Rothenberg doesn’t think so.
“I find it hard to believe if she was feeling in such rough shape mentally, in terms of the talking side, that she was really ready to play the tournament herself,” he told No Challenges Remaining.
“I mean, I don’t know, it’s a lot to step on the court with a 14, 15 match grand slam winning streak if you’re not feeling it. That just struck me as putting yourself right into the fire.
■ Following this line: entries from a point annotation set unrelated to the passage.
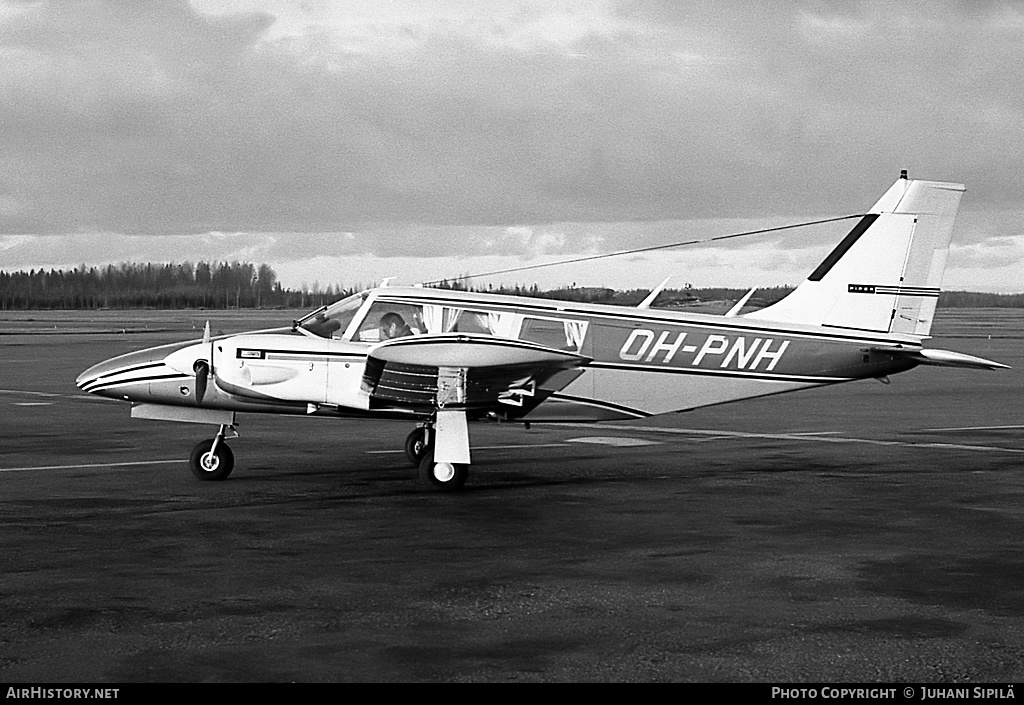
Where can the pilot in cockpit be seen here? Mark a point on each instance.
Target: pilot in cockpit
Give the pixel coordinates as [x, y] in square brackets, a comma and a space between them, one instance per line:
[393, 326]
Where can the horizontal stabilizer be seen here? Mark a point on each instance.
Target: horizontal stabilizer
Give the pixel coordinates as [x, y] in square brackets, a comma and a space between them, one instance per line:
[941, 358]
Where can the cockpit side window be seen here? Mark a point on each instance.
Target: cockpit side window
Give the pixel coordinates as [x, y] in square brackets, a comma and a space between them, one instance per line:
[387, 320]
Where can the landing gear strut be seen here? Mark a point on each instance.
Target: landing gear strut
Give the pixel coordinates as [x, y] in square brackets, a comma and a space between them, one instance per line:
[440, 449]
[213, 460]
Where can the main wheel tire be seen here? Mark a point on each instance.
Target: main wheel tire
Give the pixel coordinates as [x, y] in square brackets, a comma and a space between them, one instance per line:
[442, 477]
[211, 466]
[416, 446]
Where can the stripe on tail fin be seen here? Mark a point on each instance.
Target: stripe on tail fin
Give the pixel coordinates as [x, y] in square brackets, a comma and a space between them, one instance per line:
[884, 277]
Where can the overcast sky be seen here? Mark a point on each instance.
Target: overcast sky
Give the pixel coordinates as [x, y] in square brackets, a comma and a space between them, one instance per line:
[346, 141]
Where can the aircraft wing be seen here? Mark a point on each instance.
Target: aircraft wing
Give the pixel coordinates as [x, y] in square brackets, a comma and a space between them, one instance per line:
[939, 358]
[475, 372]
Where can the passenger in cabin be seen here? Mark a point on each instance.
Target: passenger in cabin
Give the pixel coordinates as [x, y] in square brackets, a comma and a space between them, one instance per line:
[393, 326]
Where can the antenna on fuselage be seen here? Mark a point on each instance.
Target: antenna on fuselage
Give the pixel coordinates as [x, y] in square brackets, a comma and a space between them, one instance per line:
[653, 294]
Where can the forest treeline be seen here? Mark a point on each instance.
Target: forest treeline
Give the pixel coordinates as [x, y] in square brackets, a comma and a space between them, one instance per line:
[203, 285]
[243, 285]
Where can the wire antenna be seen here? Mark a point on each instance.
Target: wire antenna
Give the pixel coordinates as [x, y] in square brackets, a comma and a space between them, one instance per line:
[652, 248]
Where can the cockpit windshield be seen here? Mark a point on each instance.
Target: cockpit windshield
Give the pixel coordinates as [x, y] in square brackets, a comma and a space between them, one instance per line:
[331, 322]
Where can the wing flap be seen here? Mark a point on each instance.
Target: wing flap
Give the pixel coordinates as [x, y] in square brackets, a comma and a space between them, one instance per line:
[940, 358]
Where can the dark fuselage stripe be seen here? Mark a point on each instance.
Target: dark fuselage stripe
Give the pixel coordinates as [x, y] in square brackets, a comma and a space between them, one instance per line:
[134, 380]
[764, 376]
[631, 316]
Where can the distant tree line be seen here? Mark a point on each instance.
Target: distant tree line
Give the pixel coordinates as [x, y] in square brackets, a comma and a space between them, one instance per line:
[204, 285]
[243, 285]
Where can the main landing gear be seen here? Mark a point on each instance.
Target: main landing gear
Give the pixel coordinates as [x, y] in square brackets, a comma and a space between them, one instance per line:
[439, 477]
[213, 460]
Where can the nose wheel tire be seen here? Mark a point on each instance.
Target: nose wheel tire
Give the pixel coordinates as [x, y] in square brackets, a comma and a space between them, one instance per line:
[416, 446]
[211, 466]
[442, 477]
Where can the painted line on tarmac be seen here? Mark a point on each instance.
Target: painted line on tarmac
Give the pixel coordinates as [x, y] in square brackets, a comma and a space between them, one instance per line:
[85, 465]
[484, 448]
[801, 437]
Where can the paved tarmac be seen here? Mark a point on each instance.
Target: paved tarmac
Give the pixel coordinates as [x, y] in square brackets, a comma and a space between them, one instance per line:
[860, 533]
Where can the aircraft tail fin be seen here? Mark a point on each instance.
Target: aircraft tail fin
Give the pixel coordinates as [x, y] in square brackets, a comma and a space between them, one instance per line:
[884, 277]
“If you’re in this position where you’re taking losses so badly that a couple of questions about having lost are really going to set you off in some harmful way, then why are you taking the court at a grand slam and putting yourself on the line in that sort of arena, in that battlefield, if you really are feeling that vulnerable or that fragile or that unwell?”
One of the more poignant insights into Osaka’s state of mind came from Mari in her since-deleted Reddit post, in which she revealed a family member’s quip about the world No. 2’s results on clay severely dented her confidence.
Osaka knew the press would ask about that part of her game, but to hear it from her inner sanctum hit too close to the bone.
Carillo said: “I’m surprised that could wound her so much … that she could be that fragile, somebody who we have seen her play so well under incredible pressure.
“That was a little surprising to me.”